Westinghouse Director During Nuclear Debacle, Carl Dean Churchman Pleads Guilty in Federal Court to Making False Statement to FBI
Columbia, S.C (STL.News) Acting United States Attorney M. Rhett DeHart announced today that Carl Dean Churchman, a former Westinghouse Electric Corporation Vice President and the Project Director of the V.C. Summer Nuclear project, pled guilty today in federal court to making a false statement to an FBI agent during the investigation of the failed nuclear project at the V.C. Summer site.
“This guilty plea shows that the investigation into the V.C. Summer nuclear debacle did not end with the former SCANA executives,” said Acting United States Attorney DeHart. “We are committed to seeing this case through and holding all individual and corporate wrongdoers accountable.”
“Today’s plea highlights the FBI’s determination to conduct a comprehensive investigation that yields the truth,” said FBI Special Agent in Charge Susan Ferensic. “We will continue to ask important questions and identify all involved in this failed nuclear project.”
As evidence presented to the court showed, Churchman was interviewed by FBI Special Agent Aaron Hawkins in May 2019. During the interview, Agent Hawkins asked Churchman several questions about Westinghouse’s reporting of V.C. Summer’s completion dates to SCANA and Santee Cooper (“the owners”) in early 2017.
Churchman told Agent Hawkins that Westinghouse’s executives did not consult him prior to reporting the completion dates to the owners. Churchman claimed that he did not know the dates before they were reported and that he did not know who made the decision to report the dates to the owners.
However, emails and other documents obtained during the investigation of the failed nuclear project at the V.C. Summer site revealed that Churchman lied to Agent Hawkins during the May 2019 interview.
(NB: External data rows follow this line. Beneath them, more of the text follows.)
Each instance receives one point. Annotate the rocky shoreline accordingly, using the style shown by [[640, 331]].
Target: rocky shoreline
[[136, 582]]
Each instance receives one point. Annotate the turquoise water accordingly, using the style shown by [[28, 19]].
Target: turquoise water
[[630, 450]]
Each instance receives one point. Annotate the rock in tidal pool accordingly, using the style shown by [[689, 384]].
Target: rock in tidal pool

An internal Westinghouse email chain establishes that Churchman received and discussed the dates in early 2017.
Additionally, detailed notes from an early 2017 meeting with Westinghouse executives by SCANA’s Executive Vice President Steve Byrne revealed that Churchman reported the completion dates to SCANA on February 14, 2017, directly contradicting the statements Churchman made to Agent Hawkins.
On May 19, 2021, Churchman sat down for another interview with the FBI. At the beginning of the interview, Churchman acknowledged that his previous statements were untrue.
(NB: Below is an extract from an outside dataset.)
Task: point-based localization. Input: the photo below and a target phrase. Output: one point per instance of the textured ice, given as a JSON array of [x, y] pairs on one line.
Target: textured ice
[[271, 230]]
Today’s plea is the third stemming from the investigation of the failed nuclear project. Byrne previously pled guilty to conspiracy to commit mail and wire fraud, and former SCANA Chief Executive Officer and former Chairman of its Board of Directors Kevin Marsh pled guilty in federal court to conspiracy to commit mail and wire fraud.
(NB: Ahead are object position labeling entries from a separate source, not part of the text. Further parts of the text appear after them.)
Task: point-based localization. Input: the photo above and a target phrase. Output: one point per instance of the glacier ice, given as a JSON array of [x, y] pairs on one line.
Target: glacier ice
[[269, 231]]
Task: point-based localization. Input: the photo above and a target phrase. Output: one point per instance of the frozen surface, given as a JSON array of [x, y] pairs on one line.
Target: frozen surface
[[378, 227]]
Today’s plea also follows a previously announced agreement with Dominion Energy that will, over time, provide at least four billion dollars of South Carolina ratepayer relief; and it follows a previously announced settlement by SCANA and SCE&G on a Securities and Exchange Commission lawsuit charging them with defrauding investors by making false and misleading statements about the nuclear plant expansion that was ultimately abandoned.
In the plea agreement, Churchman agrees to cooperate fully with federal, state, and local law enforcement agencies. He also agrees to testify fully and truthfully before any grand juries until the investigation and prosecution in the criminal acts that occurred in relation to the failed V.C. Summer Nuclear plant expansion are complete.
On the federal charge, Churchman faces a maximum penalty of five years in prison, a fine of up to $250,000, supervised release of up to 3 years, and a $100 special assessment.
United States District Judge Mary G. Lewis accepted the guilty plea and will sentence Churchman after receiving and reviewing a sentencing report prepared by the United States Probation Office.
Assistant United States Attorneys Jim May, Brook Andrews, Winston Holliday, Emily Limehouse, and Jason Peavy along with Special Assistant United States Attorney John O’Halloran, a lawyer with the Securities and Exchange Commission, prosecuted the case.